Stan wyjątkowy i przełożenie wyborów prezydenckich mogą być nieuniknione - twierdzi przedstawiciel prezydenta Ukrainy Wiktora Juszczenki. Zdaniem Ihora Popowa powodem będzie nieporadność władz wobec epidemii grypy.
Według niego ogłoszona w związku z grypą kwarantanna oraz zakaz imprez masowych "wpływa na dostęp wyborców do informacji" o kandydatach. Odniósł się w ten sposób do podróży premier Julii Tymoszenko na zachodnią Ukrainę, gdzie odbierała w ostatnich dniach ładunki pomocy humanitarnej zza granicy, przeprowadzała narady antygrypowe i rozdawała ludziom maski ochronne.
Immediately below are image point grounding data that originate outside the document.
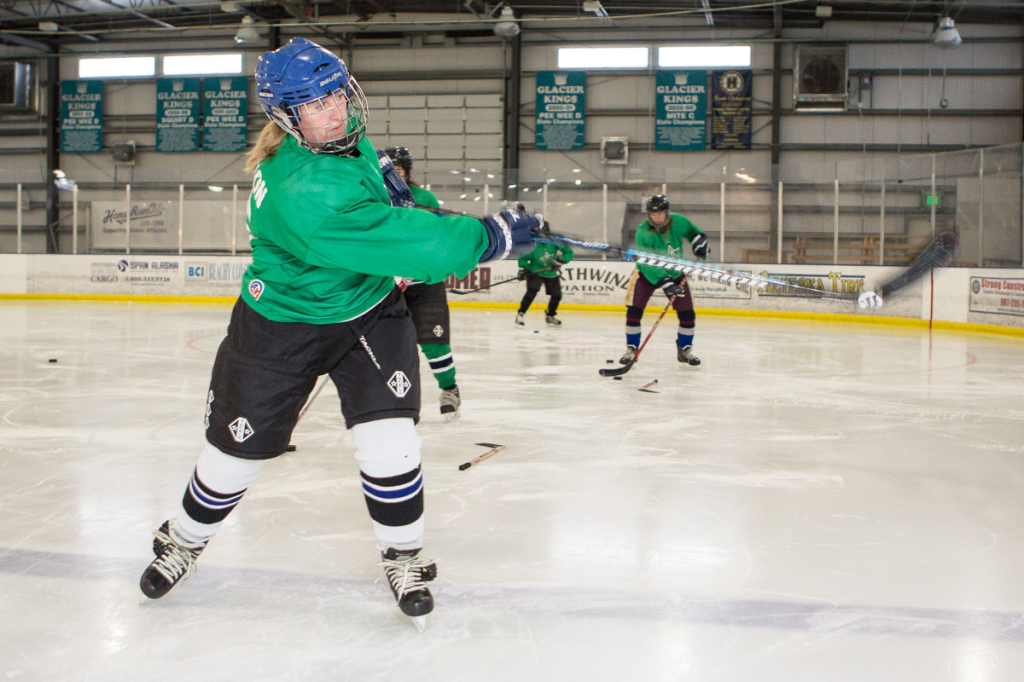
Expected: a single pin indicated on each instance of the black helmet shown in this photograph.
(401, 158)
(656, 204)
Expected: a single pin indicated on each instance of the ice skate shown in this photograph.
(407, 571)
(450, 403)
(175, 561)
(631, 352)
(685, 354)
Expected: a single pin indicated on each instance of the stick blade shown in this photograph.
(616, 372)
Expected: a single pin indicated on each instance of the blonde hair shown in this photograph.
(266, 145)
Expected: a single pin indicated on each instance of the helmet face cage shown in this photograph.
(301, 82)
(401, 158)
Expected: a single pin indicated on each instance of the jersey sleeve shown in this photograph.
(356, 231)
(645, 241)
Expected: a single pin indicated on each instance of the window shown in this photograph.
(698, 56)
(603, 57)
(117, 67)
(200, 65)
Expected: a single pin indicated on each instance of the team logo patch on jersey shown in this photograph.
(240, 429)
(399, 383)
(256, 288)
(209, 408)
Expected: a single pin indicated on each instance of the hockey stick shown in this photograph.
(495, 449)
(617, 372)
(939, 253)
(682, 265)
(473, 291)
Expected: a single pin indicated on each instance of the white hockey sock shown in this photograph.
(388, 452)
(214, 489)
Według znawców ukraińskiej sceny politycznej, ogłoszenie stanu wyjątkowego i odroczenie wyborów mogłoby pogrążyć szanse wyborcze Tymoszenko.
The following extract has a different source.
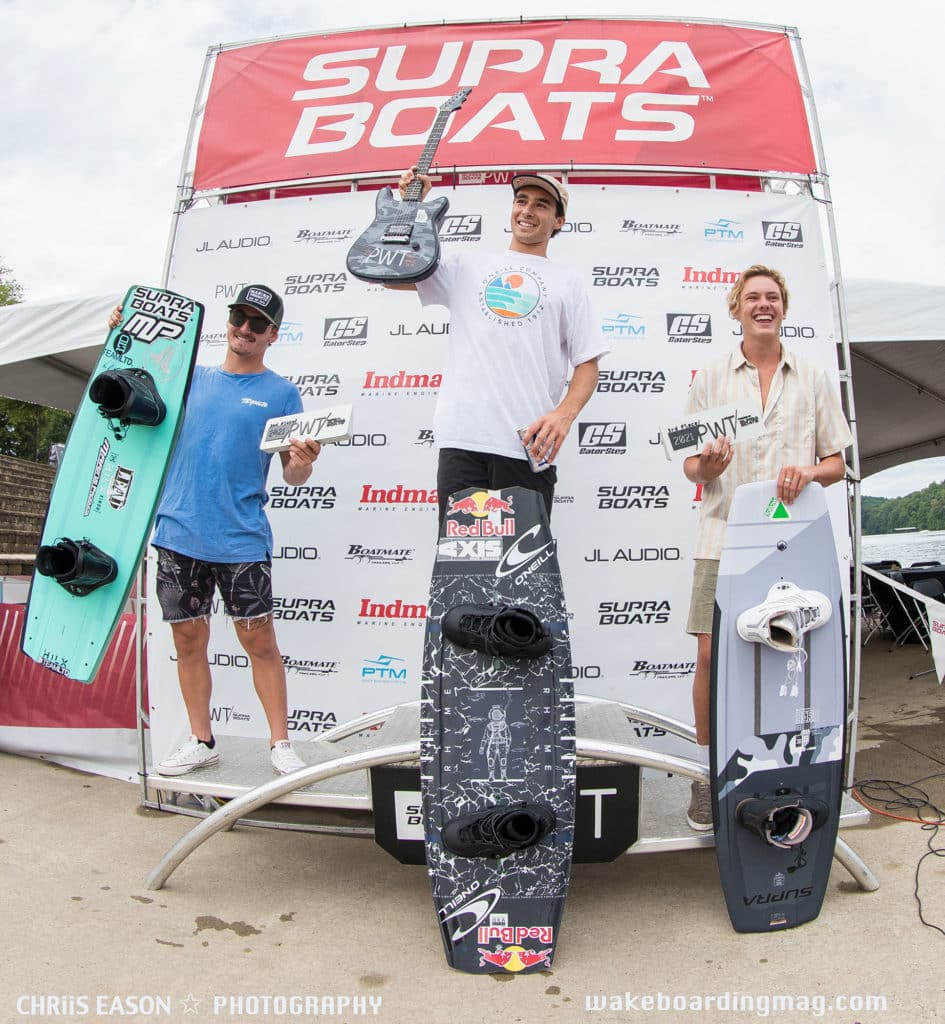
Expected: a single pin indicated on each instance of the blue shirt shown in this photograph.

Według ostatnich danych na Ukrainie w ciągu ostatniego tygodnia w wyniku pogrypowego zapalenia płuc zmarło 109 osób. 14 ofiar śmiertelnych wywołał wirus A/H1N1.
Łącznie wirusem tym zarażone są 32 osoby. Liczba chorujących na grypę i infekcje dróg oddechowych wynosi ok. 763 tysięcy. Hospitalizowano prawie 34 tysiące osób.